La piazza San Giovanni di sabato scorso, sicuramente riempita da una mobilitazione di popolo e non solo di vertice, a un'osservazione obiettiva, anche senza inseguire i piccoli giochi politicisti di differenziazione all'insegna del morettiano “mi si nota di più se vengo o se non vengo”, non ha contenuto tutta l'area d'alternativa all'attuale governo (quello che abbiamo spesso definito, con una formula del presidente Carlo Costalli, “centro-destra plurale”).
La manifestazione non ha, quindi, disegnato pienamente i contorni di quell'alterativa, che è ancora largamente da definire (non è solo una questione di leadership) nei suoi contorni, anche rispetto a densi snodi valoriali e alla visione complessiva. Ciò non significa, come anche qualche amico sembra indotto a credere o farci credere, che l'attenzione vada rivolta, ponendosi lo scopo di dare un protagonismo alla cultura europopolare e a quanto tradizionalmente si colloca al centro, alla contemporanea Leopolda renziana. Ancor più illusoria, intimamente minata dall'eterno ritorno del calcolo moderatista, l'ipotesi di dar casa a quanti si riconoscono in una certa storia in un contenitore di fortuna costruito intorno a un premier Giuseppe Conte tramutato, con un restyling che ha del grottesco, in credibile figura neomorotea.

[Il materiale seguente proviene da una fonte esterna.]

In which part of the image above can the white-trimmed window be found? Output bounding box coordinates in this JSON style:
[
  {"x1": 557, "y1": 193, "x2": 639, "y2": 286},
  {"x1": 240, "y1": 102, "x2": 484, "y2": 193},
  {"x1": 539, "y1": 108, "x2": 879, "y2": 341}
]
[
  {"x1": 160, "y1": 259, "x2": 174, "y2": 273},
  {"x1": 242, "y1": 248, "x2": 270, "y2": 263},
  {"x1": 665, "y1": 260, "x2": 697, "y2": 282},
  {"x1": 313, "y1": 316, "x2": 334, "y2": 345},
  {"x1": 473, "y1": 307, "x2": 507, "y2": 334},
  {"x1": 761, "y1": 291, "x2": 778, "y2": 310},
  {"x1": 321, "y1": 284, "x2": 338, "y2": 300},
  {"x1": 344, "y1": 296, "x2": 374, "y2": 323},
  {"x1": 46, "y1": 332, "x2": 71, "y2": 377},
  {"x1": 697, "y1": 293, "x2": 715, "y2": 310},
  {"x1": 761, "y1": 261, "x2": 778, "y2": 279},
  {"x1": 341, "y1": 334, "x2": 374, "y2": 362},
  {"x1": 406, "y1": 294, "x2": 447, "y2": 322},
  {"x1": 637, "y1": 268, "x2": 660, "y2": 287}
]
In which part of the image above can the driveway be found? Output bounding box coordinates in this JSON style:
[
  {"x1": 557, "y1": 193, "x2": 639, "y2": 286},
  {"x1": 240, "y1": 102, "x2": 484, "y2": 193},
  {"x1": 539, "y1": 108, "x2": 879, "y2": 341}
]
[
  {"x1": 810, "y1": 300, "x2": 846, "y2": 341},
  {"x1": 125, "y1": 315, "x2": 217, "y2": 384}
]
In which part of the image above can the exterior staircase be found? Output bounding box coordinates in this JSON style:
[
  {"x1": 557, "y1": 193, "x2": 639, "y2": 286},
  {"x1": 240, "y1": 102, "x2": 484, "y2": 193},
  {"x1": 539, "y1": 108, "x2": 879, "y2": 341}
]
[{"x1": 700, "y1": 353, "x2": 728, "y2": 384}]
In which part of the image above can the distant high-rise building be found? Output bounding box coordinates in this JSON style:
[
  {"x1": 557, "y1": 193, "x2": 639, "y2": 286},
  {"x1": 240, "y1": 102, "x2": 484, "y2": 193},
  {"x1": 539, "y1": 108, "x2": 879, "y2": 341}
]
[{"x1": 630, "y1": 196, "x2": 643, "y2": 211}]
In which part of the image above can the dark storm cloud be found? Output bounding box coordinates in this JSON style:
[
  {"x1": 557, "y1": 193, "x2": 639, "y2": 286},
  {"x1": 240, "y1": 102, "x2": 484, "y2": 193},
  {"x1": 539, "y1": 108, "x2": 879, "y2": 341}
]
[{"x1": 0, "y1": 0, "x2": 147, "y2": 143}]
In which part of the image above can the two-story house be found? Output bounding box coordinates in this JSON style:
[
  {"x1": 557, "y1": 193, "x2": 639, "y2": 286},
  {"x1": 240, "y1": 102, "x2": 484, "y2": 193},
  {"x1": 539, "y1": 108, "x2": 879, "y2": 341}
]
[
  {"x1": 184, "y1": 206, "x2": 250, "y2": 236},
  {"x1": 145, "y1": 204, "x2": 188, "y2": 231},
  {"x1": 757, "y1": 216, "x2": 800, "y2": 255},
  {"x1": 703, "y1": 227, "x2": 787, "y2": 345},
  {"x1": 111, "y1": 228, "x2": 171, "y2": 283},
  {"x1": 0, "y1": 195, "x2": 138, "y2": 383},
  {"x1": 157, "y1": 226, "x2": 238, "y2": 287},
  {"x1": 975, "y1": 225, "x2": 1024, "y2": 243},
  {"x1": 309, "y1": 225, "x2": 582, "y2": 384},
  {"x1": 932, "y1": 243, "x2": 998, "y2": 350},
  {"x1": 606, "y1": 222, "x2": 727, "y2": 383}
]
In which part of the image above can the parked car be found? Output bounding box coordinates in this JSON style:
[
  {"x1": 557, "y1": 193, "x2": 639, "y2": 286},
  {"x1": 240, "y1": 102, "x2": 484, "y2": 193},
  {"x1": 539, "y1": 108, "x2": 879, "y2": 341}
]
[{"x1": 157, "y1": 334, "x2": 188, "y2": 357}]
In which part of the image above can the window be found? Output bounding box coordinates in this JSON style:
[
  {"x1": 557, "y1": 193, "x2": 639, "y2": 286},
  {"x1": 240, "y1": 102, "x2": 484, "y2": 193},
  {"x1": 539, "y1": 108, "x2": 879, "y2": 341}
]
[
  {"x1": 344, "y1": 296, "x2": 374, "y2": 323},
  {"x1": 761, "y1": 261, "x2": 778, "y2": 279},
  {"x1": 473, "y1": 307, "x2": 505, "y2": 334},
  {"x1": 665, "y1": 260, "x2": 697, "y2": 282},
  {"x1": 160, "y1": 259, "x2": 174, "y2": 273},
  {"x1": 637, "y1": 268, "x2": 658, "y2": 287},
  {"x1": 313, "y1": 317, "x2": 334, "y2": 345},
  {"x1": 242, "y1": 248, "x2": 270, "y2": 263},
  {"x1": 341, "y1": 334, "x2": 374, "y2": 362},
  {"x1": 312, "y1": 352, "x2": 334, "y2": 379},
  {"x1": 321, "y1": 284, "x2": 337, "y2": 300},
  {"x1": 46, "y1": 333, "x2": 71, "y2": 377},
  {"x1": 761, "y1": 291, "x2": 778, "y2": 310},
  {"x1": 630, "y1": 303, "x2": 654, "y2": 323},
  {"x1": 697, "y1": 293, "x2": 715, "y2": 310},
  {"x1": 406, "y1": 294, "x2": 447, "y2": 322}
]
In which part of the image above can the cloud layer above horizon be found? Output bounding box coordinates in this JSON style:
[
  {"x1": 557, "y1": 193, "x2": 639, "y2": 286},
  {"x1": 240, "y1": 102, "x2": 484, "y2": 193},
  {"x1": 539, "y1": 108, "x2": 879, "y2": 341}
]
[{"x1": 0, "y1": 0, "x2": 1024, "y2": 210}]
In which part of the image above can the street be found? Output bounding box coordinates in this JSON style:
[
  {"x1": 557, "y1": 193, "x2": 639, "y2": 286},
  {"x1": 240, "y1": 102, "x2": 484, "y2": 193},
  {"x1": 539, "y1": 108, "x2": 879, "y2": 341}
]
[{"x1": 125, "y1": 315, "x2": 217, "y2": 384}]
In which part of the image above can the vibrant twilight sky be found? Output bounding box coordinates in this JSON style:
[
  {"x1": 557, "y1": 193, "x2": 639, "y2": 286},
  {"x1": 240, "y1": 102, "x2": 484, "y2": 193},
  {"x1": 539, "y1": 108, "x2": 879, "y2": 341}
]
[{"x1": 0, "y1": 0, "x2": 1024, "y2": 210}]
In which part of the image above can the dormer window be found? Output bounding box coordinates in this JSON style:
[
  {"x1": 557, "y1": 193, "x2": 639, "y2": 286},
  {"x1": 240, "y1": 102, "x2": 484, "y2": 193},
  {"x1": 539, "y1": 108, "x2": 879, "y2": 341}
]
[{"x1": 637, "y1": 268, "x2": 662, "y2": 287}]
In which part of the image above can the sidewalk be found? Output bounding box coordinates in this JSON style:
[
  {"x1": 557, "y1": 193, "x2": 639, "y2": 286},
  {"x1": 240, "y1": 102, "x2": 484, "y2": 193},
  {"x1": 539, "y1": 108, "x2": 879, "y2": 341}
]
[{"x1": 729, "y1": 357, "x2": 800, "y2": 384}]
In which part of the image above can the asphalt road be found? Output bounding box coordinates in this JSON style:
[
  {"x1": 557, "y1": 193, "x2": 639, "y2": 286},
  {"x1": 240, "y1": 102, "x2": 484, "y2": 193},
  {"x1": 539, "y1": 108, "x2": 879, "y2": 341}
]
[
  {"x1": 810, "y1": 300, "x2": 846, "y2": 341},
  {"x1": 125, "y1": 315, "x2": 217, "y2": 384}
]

Dove possiamo trovare, allora, almeno in nuce o tentativamente, quella soggettività dinamica e articolata in cui potrebbero sviluppare la loro azione quanti rivendicano l'attualità del cattolicesimo popolare? La risposta viene, ancora una volta, dai territori. Come ben chiarisce il recente documento per le elezioni regionali umbre elaborato/diffuso da Movimento Cristiano Lavoratori e Associazione Esserci, bisogna guardare con simpatia a quella declinazione più ampia e civica, perciò inclusiva e non meramente reattiva, che il centro-destra assume quando si propone per il buongoverno delle realtà locali. Una modalità di presenza che si caratterizza per l'essere, assumendo ancora un'espressione di Costalli, “a trazione popolare”. Nel senso di un “popolarismo profondo” e capace di fare orizzonti alle comunità, guardando all'Europa non come un avversario da abbattere, piuttosto quale cantiere in cui costruire.
Rivoltando la piramide, la sussidiarietà va giocata anche nel pensarsi e organizzarsi politicamente, si possono federare delle esperienze così facendone un fattore di movimento. Dalla capacità di determinare questo “incontro tra i tentativi”, favorendo una virtuosa competizione d'idee e di programmi, viene la legittimazione di una necessaria leadership: non bastano consacrazioni disintermediate od ottriate (ancor meno la pasticciata composizione tra esse, che è forse il limite più forte di quanto avvenuto sabato scorso).
Oltre piazza San Giovanni, insomma, senza indirizzarsi sul binario che conduce all'autoreferenziale Leopolda o subire la suggestione del Conte neodemocristiano meridionalista, ci si può incamminare su un percorso che connetta l'Italia a un'Europa popolare che non è velleitario continuare a spendersi per edificare nel quotidiano (in un centro-destra senza caporali).